Many people recommend using typedef to make things easier to read:
typedef int ifunc(); // ifunc is a synonym for "function returning int"
typedef ifunc *pifunc; // pifunc is a synonym for "pointer to function
// returning int
typedef pifunc farr[2]; // farr is a synonym for "2-element array of
// pointer to function returning int
typedef farr *pfarr; // pfarr is a synonym for "pointer to 2-element
// array of pointer to function returning int
pfarr g()
{
pfarr f = malloc(sizeof *f);
(*f)[0] = foo;
(*f)[1] = bar;
return f;
}
int main(void)
{
pfarr p = g();
int x, y;
x = (*(*p)[0])();
y = (*(*p)[1])();
...
}
Yes, the declarations are easier to read, but there's no connection between the declaration of pand the expression (*(*p)[1])(). You'd have to grovel back through all the typedefs to understand why that expression is written the way it is, building up a mental map for each typedef.

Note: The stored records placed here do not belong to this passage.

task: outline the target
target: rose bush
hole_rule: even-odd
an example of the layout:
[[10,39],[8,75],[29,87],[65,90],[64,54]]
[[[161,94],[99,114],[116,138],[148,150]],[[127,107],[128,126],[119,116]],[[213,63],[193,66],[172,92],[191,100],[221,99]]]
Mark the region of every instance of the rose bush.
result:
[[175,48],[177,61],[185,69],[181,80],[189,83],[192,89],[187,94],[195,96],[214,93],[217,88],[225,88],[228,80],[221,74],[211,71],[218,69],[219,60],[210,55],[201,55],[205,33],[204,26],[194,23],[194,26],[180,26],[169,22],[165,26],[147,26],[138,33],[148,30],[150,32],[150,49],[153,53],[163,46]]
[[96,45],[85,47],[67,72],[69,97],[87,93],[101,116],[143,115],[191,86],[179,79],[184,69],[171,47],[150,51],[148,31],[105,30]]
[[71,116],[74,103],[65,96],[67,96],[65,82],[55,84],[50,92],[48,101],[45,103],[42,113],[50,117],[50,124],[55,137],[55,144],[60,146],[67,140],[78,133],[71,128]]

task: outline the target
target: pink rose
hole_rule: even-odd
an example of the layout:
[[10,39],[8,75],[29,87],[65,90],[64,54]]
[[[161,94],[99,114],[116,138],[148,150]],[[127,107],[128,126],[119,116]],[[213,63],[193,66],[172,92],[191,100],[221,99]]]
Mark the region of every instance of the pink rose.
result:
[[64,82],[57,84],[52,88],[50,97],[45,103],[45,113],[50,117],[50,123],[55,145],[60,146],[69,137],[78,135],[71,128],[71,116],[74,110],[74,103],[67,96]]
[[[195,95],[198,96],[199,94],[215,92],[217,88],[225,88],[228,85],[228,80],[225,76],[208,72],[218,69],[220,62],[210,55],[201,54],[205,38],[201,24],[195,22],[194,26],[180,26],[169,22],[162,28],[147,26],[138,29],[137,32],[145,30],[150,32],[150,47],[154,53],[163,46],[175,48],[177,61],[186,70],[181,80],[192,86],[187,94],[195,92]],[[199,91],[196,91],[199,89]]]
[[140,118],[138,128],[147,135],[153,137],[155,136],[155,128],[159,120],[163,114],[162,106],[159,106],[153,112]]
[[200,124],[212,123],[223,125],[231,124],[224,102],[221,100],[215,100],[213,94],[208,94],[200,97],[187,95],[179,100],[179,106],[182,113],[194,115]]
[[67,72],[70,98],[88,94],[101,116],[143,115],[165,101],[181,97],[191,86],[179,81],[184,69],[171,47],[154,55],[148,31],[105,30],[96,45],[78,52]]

Yes, declarations like int (*(*g())[2])() are designed to make your eyes glaze over, hiding all that behind a typedef makes the situation worse IMO.
Don't understand what you want to do, maybe this can help
#include<stdio.h> // printf
#include<stdlib.h> // malloc free
int *x(); // forward declaration because used before definition
int main() {
int *y=x(); // y is a pointer on int
printf ("%d %d\n", y[0], y[1]);
free(y); // must call free because dynamic allocation
return 0;
}
int *x() {
int *res;
res=(int*)malloc(sizeof(int)*2); // dynamic allocation of an array of two int
// should check res != NULL
res[0]=10;
res[1]=20;
return res;
}
This following code will give you an array of pointers to functions, and standard procedures for assigning, passing of arrays applies.
#include <stdio.h>
#include <stdlib.h>
typedef int (*XFunc())();
XFunc *x[2]; /* array of XFunc pointers */
int f1()
{
printf("1\n");
return 1;
}
int f2()
{
printf("2\n");
return 2;
}
int main()
{
x[0] = (XFunc*)f1;
x[1] = (XFunc*)f2;
x[0]();
x[1]();
return 0;
}
The pointer x above will point to the first element in the (fixed) array, this pointer-value is the value that will be assigned to another variable.